In Jelen, Tamás Fóti dismisses both the view that the deal was a huge defeat for Prime Minister Orbán and the opinion that Poland and Hungary scored a resounding victory. The two recalcitrant governments, he writes, achieved significant amendments to the procedure, but the idea of punishing rule of law transgressions has not been discarded. He expects the European Court of Justice to reject the Hungarian-Polish claim that rule of law conditionality contradicts the Lisbon treaty. Once that verdict is reached, he believes, the European Commission can impose financial sanctions whenever it finds a member country in infringement of the rule of law. Such sanctions, however, can only be imposed if the infringements hinder the proper use of EU financial transfers. The Commission must also lay down elaborate rules about what should be considered an infringement and those rules must be approved by the European Council. These are significant guarantees for the Hungarian government, the veteran liberal EU specialist writes. He adds nevertheless that at the end of the day, Hungary and Poland had to accept the principle of rule of law conditionality, because vetoing the budget and the recovery scheme would have harmed them as much as other member countries.
By way of contrast, Demokrata’s András Bencsik quotes George Soros to prove his point that united action by Hungarians and Poles proved extremely successful. The Hungarian-American financier whose foundations support several government-critical NGOs harshly criticised the European Union for what he saw as yielding to blackmail by the two governments.
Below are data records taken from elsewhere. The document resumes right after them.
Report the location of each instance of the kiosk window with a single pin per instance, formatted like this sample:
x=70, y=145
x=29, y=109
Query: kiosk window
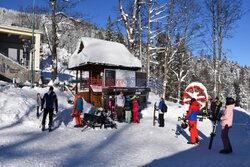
x=110, y=78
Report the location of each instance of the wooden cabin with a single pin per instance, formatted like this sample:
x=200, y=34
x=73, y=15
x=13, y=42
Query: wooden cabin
x=111, y=69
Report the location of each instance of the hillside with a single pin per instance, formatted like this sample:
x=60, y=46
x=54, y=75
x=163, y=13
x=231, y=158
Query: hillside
x=22, y=143
x=235, y=79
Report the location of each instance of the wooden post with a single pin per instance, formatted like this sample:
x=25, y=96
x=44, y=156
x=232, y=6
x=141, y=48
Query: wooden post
x=80, y=79
x=76, y=81
x=90, y=77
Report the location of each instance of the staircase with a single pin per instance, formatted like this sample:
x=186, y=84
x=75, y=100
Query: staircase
x=10, y=69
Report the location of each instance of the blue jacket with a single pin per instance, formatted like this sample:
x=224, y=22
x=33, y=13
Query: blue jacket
x=78, y=103
x=49, y=101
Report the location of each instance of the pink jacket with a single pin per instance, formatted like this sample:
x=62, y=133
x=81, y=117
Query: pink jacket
x=227, y=117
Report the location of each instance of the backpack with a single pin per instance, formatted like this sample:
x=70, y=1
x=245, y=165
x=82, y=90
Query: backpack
x=164, y=108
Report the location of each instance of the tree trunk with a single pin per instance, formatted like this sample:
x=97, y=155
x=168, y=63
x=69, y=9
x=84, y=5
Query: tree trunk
x=219, y=27
x=140, y=33
x=214, y=50
x=54, y=56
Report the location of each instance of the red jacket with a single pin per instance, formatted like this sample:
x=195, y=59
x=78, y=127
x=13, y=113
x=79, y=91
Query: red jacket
x=135, y=105
x=193, y=111
x=77, y=106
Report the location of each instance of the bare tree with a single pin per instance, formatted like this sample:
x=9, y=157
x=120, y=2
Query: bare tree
x=223, y=15
x=58, y=9
x=130, y=24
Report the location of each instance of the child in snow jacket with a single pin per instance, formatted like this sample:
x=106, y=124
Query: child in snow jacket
x=77, y=109
x=49, y=103
x=226, y=123
x=161, y=114
x=215, y=108
x=128, y=108
x=135, y=111
x=192, y=121
x=119, y=102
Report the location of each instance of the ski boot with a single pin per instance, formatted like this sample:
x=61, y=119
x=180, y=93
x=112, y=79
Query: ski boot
x=50, y=129
x=43, y=127
x=189, y=142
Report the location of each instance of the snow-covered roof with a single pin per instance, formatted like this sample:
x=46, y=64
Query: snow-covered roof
x=96, y=51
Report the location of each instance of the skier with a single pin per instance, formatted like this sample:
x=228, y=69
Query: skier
x=135, y=111
x=128, y=110
x=120, y=101
x=226, y=123
x=215, y=108
x=192, y=121
x=49, y=103
x=77, y=110
x=162, y=110
x=38, y=103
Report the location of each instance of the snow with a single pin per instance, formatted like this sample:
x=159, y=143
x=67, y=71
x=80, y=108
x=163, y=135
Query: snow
x=103, y=52
x=22, y=143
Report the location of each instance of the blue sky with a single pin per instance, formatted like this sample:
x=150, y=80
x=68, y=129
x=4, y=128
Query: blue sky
x=236, y=48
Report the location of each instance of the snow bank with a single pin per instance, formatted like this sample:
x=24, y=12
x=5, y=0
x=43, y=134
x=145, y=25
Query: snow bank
x=130, y=145
x=103, y=52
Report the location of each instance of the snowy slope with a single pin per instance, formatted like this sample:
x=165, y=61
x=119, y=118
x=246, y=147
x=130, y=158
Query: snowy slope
x=23, y=144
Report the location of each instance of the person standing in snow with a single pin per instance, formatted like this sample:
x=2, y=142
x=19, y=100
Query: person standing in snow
x=192, y=121
x=215, y=108
x=38, y=103
x=49, y=103
x=77, y=110
x=161, y=110
x=119, y=102
x=135, y=110
x=128, y=107
x=226, y=122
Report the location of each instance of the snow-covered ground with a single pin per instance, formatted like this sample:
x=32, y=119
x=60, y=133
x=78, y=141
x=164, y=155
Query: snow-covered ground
x=22, y=143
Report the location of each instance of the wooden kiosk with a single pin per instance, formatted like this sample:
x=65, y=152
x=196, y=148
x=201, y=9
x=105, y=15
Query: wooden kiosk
x=111, y=69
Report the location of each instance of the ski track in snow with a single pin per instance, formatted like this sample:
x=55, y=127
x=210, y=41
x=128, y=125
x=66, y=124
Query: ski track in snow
x=22, y=143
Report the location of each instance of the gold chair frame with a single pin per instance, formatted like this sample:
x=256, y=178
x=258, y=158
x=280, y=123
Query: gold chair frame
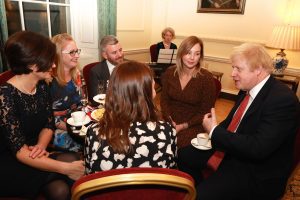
x=135, y=179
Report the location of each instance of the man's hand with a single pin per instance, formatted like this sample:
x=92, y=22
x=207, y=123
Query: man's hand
x=37, y=151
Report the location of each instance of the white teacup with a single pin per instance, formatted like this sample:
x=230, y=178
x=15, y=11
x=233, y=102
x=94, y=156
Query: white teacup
x=78, y=116
x=102, y=96
x=202, y=139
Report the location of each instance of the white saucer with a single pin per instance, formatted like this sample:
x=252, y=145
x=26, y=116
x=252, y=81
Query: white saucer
x=99, y=98
x=195, y=144
x=93, y=114
x=72, y=123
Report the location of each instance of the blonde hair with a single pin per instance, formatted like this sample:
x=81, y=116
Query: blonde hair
x=58, y=72
x=255, y=55
x=184, y=48
x=168, y=29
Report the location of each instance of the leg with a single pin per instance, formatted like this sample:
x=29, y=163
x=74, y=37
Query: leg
x=193, y=161
x=57, y=190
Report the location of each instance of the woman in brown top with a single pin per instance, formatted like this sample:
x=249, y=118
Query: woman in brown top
x=188, y=91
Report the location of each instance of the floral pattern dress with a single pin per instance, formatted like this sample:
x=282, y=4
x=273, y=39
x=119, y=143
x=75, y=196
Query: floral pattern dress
x=65, y=99
x=153, y=145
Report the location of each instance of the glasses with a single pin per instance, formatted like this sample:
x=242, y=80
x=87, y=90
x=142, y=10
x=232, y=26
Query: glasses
x=73, y=52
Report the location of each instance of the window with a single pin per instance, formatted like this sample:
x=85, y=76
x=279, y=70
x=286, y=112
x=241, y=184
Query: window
x=48, y=17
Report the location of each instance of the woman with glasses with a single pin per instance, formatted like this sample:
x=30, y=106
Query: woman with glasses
x=65, y=89
x=26, y=125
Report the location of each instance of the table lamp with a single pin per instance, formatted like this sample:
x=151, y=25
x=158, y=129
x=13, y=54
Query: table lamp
x=283, y=37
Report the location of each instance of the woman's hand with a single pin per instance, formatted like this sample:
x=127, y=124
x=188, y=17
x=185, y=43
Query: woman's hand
x=179, y=127
x=75, y=169
x=37, y=151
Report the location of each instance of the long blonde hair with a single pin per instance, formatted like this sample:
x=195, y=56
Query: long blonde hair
x=58, y=71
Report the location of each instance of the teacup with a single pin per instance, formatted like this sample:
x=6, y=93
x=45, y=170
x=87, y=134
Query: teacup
x=78, y=116
x=102, y=96
x=202, y=139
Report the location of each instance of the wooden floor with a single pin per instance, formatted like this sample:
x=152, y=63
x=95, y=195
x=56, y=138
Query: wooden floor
x=223, y=107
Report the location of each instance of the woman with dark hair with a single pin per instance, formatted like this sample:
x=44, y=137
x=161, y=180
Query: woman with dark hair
x=188, y=91
x=27, y=124
x=130, y=133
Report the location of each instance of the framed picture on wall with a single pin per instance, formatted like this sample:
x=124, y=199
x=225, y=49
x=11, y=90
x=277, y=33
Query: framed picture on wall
x=221, y=6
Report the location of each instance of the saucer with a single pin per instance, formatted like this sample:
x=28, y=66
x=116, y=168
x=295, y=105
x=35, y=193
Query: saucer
x=195, y=144
x=72, y=123
x=99, y=98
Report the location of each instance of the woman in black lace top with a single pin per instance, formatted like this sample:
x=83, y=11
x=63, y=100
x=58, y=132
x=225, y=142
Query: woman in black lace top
x=26, y=124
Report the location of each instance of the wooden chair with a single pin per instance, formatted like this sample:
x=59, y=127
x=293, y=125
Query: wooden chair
x=5, y=76
x=153, y=52
x=86, y=73
x=135, y=183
Bencsik also quotes economist Péter Róna, a staunch critic of the government who said on Klub Rádio that Viktor Orbán achieved what Great Britain wanted but didn’t manage to achieve before leaving the European Union, namely recognition by the leaders of the group that the EU is an economic alliance rather than a political community. Bencsik himself thinks that in actual fact, the strongest countries recognised that if they don’t compromise with the weaker ones, they would jeopardise the future of the Union. All in all, he interprets the deal as a huge blow to what he calls the Soros network, because the deal reached by the government in Brussels will enable it to run for her fourth consecutive term in 2022 under fair conditions.
In his 168 óra editorial. János Kárpáti rejects bitter opposition commentaries that accuse the European Union of betraying the opponents of Prime Minister Orbán. He calls such complaints bizarre because he believes elections in Hungary must be won or lost by local forces. The commentator, who is also a staff member at Klub Radio, dismisses as defeatist the view that the opposition has already lost the elections because of the deal reached in Brussels, given that the first sanctions are not to be expected before 2022. Those who condemn Brussels for allegedly giving up its values and showing disregard towards Eastern member countries, he writes, have many predecessors in Hungarian history who expected some outside miracle to help Hungarians solve their problems. But even in comparison to those daydreamers, Kárpáti concludes, the proponents of the idea that another Fidesz victory cannot be averted without “assistance” from Brussels show an unparalleled lack of self-confidence.